I’m delighted to learn that Leonardo, the prestigious peer-reviewed journal focusing on the intersections of art, science and technology, has selected my thesis abstract to be amongst their highest-rated, and to be published in their October 2022 issue (Vol 55, No 5). https://leonardo.info/labs-2021
Thesis can be downloaded from https://research.gold.ac.uk/id/eprint/30191/
Completed in the Department of Computing, Goldsmiths University of London; under the supervision of Dr. Mick Grierson and Dr. Rebecca Fiebrink; funded by the EPSRC.
Title:
Deep Visual Instruments: Realtime Continuous, Meaningful Human Control over Deep Neural Networks for creative expression
Abstract
In this thesis, we investigate Deep Learning models as an artistic medium for new modes of performative, creative expression. We call these Deep Visual Instruments: realtime interactive generative systems that exploit and leverage the capabilities of state-of-the-art Deep Neural Networks (DNN), while allowing Meaningful Human Control, in a Realtime Continuous manner.

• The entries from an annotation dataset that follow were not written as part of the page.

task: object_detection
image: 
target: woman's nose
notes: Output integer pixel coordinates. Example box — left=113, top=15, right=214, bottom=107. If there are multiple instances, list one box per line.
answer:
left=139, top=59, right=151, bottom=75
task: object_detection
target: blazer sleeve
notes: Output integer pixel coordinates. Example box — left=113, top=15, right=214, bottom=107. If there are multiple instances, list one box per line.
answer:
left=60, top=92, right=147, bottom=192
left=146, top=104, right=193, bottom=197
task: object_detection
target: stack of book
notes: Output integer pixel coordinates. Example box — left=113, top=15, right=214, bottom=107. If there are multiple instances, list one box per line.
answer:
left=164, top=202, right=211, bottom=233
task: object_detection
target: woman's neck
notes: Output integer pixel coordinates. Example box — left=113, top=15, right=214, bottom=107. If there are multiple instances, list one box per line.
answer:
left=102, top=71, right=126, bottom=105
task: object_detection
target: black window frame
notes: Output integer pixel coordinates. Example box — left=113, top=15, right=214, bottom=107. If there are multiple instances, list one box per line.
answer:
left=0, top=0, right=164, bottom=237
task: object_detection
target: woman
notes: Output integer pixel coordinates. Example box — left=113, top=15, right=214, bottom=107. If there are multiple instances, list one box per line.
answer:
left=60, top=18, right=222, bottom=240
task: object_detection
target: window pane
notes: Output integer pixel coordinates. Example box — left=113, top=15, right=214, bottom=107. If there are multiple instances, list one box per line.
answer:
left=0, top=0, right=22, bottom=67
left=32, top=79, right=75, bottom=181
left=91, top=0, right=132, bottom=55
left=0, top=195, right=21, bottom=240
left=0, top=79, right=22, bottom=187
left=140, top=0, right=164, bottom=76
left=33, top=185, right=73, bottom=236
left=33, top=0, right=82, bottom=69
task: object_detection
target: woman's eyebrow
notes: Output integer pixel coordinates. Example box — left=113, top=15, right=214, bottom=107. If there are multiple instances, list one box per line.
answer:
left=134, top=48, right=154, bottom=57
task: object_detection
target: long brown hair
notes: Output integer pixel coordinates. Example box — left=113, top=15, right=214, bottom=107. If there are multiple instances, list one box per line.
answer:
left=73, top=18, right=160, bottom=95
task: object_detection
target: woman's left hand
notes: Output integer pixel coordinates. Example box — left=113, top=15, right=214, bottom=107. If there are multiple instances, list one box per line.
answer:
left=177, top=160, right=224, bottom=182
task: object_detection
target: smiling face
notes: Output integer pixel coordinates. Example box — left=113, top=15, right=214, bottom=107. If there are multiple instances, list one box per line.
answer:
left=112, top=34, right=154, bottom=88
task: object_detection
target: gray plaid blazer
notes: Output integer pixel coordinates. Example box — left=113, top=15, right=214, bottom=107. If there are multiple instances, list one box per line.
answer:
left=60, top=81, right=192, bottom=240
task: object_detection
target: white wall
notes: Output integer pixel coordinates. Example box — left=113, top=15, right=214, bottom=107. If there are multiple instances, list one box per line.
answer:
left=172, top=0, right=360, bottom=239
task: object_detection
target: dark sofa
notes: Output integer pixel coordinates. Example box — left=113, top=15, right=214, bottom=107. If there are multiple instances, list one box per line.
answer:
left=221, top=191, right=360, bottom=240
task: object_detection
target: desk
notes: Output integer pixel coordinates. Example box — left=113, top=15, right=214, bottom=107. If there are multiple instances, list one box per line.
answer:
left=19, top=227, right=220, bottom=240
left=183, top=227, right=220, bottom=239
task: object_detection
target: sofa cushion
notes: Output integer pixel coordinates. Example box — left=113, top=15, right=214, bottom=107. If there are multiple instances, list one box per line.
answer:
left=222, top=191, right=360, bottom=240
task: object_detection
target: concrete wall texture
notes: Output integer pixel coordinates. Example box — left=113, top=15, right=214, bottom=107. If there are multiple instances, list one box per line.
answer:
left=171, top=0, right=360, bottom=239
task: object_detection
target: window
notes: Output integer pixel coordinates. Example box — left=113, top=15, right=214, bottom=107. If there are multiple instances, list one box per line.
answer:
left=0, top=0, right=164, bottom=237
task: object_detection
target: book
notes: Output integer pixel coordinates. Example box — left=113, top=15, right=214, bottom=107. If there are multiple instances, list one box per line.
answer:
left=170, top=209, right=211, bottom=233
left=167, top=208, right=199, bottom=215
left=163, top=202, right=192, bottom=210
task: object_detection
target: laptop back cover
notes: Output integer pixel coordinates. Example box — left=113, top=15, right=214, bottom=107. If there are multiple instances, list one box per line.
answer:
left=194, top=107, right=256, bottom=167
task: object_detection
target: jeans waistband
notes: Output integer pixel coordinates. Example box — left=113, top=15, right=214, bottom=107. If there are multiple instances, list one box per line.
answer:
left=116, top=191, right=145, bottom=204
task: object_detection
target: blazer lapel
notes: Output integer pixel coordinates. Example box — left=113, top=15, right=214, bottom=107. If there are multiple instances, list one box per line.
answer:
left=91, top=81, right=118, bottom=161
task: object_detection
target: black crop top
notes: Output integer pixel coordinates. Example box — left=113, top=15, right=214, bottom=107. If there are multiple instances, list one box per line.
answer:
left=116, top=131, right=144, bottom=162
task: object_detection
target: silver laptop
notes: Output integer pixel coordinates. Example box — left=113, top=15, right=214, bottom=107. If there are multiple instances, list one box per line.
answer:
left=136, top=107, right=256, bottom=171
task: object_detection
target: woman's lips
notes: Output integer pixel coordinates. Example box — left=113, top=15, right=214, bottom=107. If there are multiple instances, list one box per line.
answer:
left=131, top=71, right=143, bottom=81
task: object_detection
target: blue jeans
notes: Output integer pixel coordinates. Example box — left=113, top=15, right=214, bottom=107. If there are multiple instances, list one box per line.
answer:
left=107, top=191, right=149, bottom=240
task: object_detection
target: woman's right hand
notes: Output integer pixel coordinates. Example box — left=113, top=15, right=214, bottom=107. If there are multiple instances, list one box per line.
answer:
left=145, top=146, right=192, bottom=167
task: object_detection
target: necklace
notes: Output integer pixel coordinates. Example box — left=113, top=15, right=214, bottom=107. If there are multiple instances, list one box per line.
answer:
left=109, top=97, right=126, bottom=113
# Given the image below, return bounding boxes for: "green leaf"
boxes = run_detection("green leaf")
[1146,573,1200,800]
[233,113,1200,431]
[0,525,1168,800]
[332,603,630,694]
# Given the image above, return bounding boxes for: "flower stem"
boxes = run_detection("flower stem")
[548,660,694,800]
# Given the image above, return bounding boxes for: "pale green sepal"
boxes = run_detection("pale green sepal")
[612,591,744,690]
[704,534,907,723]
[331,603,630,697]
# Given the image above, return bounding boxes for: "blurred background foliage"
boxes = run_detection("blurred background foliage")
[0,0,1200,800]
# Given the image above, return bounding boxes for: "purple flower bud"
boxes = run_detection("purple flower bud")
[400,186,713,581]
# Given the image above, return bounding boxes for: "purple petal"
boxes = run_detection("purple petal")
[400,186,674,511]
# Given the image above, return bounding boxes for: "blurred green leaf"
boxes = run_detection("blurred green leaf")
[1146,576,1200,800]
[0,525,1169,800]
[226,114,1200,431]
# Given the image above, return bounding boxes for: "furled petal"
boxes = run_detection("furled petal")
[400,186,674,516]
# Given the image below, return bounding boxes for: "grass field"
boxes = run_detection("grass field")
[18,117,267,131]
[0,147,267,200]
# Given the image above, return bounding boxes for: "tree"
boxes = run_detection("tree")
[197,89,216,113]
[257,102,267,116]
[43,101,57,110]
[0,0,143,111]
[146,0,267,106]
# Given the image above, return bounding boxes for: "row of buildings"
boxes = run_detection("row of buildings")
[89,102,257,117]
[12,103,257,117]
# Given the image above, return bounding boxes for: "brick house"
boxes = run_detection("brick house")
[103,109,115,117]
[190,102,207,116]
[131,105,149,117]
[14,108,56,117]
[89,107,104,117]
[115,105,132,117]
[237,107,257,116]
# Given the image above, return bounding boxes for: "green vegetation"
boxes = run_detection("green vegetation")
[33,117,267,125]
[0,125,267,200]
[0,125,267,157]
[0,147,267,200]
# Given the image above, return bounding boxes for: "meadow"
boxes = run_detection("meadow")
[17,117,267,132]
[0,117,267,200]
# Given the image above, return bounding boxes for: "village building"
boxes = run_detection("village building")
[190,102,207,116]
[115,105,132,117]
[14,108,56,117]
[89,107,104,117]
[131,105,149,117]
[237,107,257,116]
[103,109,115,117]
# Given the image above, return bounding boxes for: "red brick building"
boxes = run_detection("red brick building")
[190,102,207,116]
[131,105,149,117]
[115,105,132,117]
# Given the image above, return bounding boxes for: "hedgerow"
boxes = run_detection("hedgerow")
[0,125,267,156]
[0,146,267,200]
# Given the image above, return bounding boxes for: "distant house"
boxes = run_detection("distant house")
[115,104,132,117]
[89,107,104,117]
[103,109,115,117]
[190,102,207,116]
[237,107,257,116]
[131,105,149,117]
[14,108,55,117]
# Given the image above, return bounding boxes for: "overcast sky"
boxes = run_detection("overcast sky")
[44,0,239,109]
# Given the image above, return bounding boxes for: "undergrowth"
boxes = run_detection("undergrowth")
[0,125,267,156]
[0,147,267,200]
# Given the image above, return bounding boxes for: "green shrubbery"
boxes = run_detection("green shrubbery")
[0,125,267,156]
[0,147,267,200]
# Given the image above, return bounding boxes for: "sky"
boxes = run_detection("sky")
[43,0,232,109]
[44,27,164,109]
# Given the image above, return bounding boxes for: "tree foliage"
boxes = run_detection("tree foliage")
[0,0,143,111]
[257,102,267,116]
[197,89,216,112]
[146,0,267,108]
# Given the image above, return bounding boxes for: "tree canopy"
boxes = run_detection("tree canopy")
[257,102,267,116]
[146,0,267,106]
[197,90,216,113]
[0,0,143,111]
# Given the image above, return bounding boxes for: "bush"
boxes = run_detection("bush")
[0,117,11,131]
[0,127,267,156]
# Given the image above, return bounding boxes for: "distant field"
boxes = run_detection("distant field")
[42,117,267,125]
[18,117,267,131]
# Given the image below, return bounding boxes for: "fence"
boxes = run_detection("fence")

We characterise Meaningful Human Control in terms of intent, predictability, and accountability; and Realtime Continuous Control with regards to its capacity for performative interaction with immediate feedback, enhancing goal-less exploration. The capabilities of DNNs that we are looking to exploit and leverage in this manner, are their ability to learn hierarchical representations modelling highly complex, real-world data such as images. Thinking of DNNs as tools that extract useful information from massive amounts of Big Data, we investigate ways in which we can navigate and explore what useful information a DNN has learnt, and how we can meaningfully use such a model in the production of artistic and creative works, in a performative, expressive manner.
We present five studies that approach this from different but complementary angles. These include: a collaborative, generative sketching application using MCTS and discriminative CNNs;
a system to gesturally conduct the realtime generation of text in different styles using an ensemble of LSTM RNNs; a performative tool that allows for the manipulation of hyperparameters in realtime while a Convolutional VAE trains on a live camera feed; a live video feed processing software that allows for digital puppetry and augmented drawing; and a method that allows for long-form story telling within a generative model’s latent space with meaningful control over the narrative.
We frame our research with the realtime, performative expression provided by musical instruments as a metaphor, in which we think of these systems as not used by a user, but played by a performer.
Description
This research investigates how the latest developments in Machine Learning – with an emphasis on Deep Learning – can be used to create intelligent systems that enhance artistic expression. These are systems that people can interact with and gesturally ‘conduct’ to expressively produce and manipulate text, images and sounds – in effect, collaborating with a ‘creative’, ‘talented’ agent. These systems learn – both offline and online – and have a level of autonomy that could be perceived as creative behaviour.
The desired relationship between human and machine (software) here is analogous to that between an Art Director and graphic designer, film director and video editor, concept / story teller and ghost writer – i.e. a visionary communicates their vision to a ‘doer’ who produces the actual output under the direction of the visionary (though often the doer also shapes the output with their own vision and skills). Crucially, the desired human-machine relationship here also draws inspirations from that between a pianist and piano, a conductor and orchestra, an abstract expressionist painter and the system comprising of brush+paint+canvas+gravity+fluid dynamics. I.e. again a visionary (human) communicates their vision to a system which produces the actual output, but this communication is real-time, continuous and expressive; it’s an immediate response to everything that has been produced so far, creating a closed feedback loop.
Within this very broad topic, the key problem area that the research tackles is as follows: Given a very large corpus of example data (e.g. thousands or millions of examples), we can train a generative deep model. That model will hopefully learn something, and contain some kind of ‘knowledge’ about the data (and its underlying structure). The questions are: i) What exactly has the model learned? how can we investigate what knowledge the model contains? ii) how can we do this interactively and in real-time, and expressively explore the knowledge that the model contains iii) how can we use this to steer the model to produce not just anything that resembles the training data, but what *we* want it to produce, *when* we want it to produce it, again in real-time and through expressive, continuous interaction and control.